Literary and Colloquial Tamil Dialect Identification
M. Nanmalar, P. Vijayalakshmi, T. Nagarajan
TL;DR
The paper addresses the problem of distinguishing literary versus colloquial Tamil as a prerequisite for LT↔CT conversion in language technologies. It presents six dialect-identification approaches spanning implicit (GMM, CNN) and explicit (PPR, P-LVCSR) categories, plus two unified explicit variants (UPR-1 and UPR-2), evaluated on a purpose-built LT/CT corpus with text and speech data. Results show strong performance across methods, with CNN achieving 93.97% and P-LVCSR 94.21%, and the proposed UPR-2 plus P-LVCSR reaching the top accuracy of 95.61%, after addressing practical issues in parallel word handling and alignment.
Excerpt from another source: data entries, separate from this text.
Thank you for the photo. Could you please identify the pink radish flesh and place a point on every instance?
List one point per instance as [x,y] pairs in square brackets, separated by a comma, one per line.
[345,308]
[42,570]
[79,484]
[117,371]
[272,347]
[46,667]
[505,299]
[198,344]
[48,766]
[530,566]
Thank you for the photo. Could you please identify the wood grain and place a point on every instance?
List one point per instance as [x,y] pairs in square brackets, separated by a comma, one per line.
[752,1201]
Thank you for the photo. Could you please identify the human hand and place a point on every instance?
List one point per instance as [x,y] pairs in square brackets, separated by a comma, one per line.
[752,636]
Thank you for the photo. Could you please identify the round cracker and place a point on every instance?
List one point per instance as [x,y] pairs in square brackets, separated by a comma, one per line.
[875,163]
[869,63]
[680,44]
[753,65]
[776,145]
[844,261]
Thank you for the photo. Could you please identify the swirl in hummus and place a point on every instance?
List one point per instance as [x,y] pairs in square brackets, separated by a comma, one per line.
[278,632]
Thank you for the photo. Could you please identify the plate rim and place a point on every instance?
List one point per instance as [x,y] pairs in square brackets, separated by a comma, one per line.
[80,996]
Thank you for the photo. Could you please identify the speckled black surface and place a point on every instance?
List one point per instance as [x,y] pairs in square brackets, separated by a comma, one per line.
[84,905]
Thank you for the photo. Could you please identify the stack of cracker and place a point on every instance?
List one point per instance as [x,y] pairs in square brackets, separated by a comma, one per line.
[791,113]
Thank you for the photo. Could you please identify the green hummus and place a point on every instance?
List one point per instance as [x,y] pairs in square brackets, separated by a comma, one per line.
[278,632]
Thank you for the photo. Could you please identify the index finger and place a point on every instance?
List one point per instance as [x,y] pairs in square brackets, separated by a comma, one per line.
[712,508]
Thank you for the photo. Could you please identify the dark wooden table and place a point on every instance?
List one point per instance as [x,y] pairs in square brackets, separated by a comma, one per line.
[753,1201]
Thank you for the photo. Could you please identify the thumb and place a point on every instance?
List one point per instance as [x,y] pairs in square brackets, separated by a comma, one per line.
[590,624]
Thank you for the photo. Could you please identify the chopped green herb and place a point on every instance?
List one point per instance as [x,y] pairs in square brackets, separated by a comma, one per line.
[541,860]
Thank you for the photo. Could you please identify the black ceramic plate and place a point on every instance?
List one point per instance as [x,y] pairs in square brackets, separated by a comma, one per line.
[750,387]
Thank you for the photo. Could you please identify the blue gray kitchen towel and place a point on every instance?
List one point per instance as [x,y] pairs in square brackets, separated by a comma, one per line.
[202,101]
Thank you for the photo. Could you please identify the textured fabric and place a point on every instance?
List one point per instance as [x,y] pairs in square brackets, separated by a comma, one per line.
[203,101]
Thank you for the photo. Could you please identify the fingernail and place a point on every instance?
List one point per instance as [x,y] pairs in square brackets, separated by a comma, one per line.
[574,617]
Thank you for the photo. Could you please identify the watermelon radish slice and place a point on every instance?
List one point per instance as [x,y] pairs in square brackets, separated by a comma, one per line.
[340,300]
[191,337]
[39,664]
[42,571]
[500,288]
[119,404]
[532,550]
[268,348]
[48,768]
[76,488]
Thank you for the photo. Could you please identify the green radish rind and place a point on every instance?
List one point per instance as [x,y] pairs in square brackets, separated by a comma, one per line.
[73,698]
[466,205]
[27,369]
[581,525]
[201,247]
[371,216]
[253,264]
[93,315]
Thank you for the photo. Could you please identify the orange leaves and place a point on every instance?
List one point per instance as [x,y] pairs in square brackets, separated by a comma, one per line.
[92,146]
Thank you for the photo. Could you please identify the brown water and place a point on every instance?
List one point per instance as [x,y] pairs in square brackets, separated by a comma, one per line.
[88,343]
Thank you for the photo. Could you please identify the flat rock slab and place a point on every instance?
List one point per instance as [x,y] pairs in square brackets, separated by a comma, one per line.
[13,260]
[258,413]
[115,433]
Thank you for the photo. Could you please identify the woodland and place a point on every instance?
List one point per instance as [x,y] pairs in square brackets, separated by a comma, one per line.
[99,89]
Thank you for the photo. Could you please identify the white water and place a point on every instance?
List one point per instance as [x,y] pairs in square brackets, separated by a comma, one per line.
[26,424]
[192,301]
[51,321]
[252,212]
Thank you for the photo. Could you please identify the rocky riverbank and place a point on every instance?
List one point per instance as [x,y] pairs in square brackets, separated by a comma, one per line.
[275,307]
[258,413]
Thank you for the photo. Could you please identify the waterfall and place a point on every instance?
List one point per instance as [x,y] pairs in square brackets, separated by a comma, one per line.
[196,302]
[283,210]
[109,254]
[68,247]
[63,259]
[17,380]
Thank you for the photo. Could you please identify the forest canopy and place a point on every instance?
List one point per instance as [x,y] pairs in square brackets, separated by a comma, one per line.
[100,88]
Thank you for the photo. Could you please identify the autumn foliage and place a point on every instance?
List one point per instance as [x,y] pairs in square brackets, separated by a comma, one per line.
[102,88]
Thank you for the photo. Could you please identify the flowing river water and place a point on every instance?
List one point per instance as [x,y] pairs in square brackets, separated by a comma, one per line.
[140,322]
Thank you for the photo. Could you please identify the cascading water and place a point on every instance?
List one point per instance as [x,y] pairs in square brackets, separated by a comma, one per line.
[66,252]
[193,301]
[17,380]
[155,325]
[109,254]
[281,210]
The work demonstrates that LT and CT can be effectively distinguished using both acoustic and phonetic-lexical cues, offering practical pathways for LT–CT conversion and Tamil language technology deployment, especially in environments with limited annotated data.
Abstract
Culture and language evolve together. The old literary form of Tamil is used commonly for writing and the contemporary colloquial Tamil is used for speaking. Human-computer interaction applications require Colloquial Tamil (CT) to make it more accessible and easy for the everyday user and, it requires Literary Tamil (LT) when information is needed in a formal written format. Continuing the use of LT alongside CT in computer aided language learning applications will both preserve LT, and provide ease of use via CT, at the same time. Hence there is a need for the conversion between LT and CT dialects, which demands as a first step, dialect identification. Dialect Identification (DID) of LT and CT is an unexplored area of research. In the current work, keeping the nuances of both these dialects in mind, five methods are explored which include two implicit methods - Gaussian Mixture Model (GMM) and Convolutional Neural Network (CNN); two explicit methods - Parallel Phone Recognition (PPR) and Parallel Large Vocabulary Continuous Speech Recognition (P-LVCSR); two versions of the proposed explicit Unified Phone Recognition method (UPR-1 and UPR-2). These methods vary based on: the need for annotated data, the size of the unit, the way in which modelling is carried out, and the way in which the final decision is made. Even though the average duration of the test utterances is less - 4.9s for LT and 2.5s for CT - the systems performed well, offering the following identification accuracies: 87.72% (GMM), 93.97% (CNN), 89.24% (PPR), 94.21% (P-LVCSR), 88.57% (UPR-1), 93.53% (UPR-1 with P-LVCSR), 94.55% (UPR-2), and 95.61% (UPR-2 with P-LVCSR).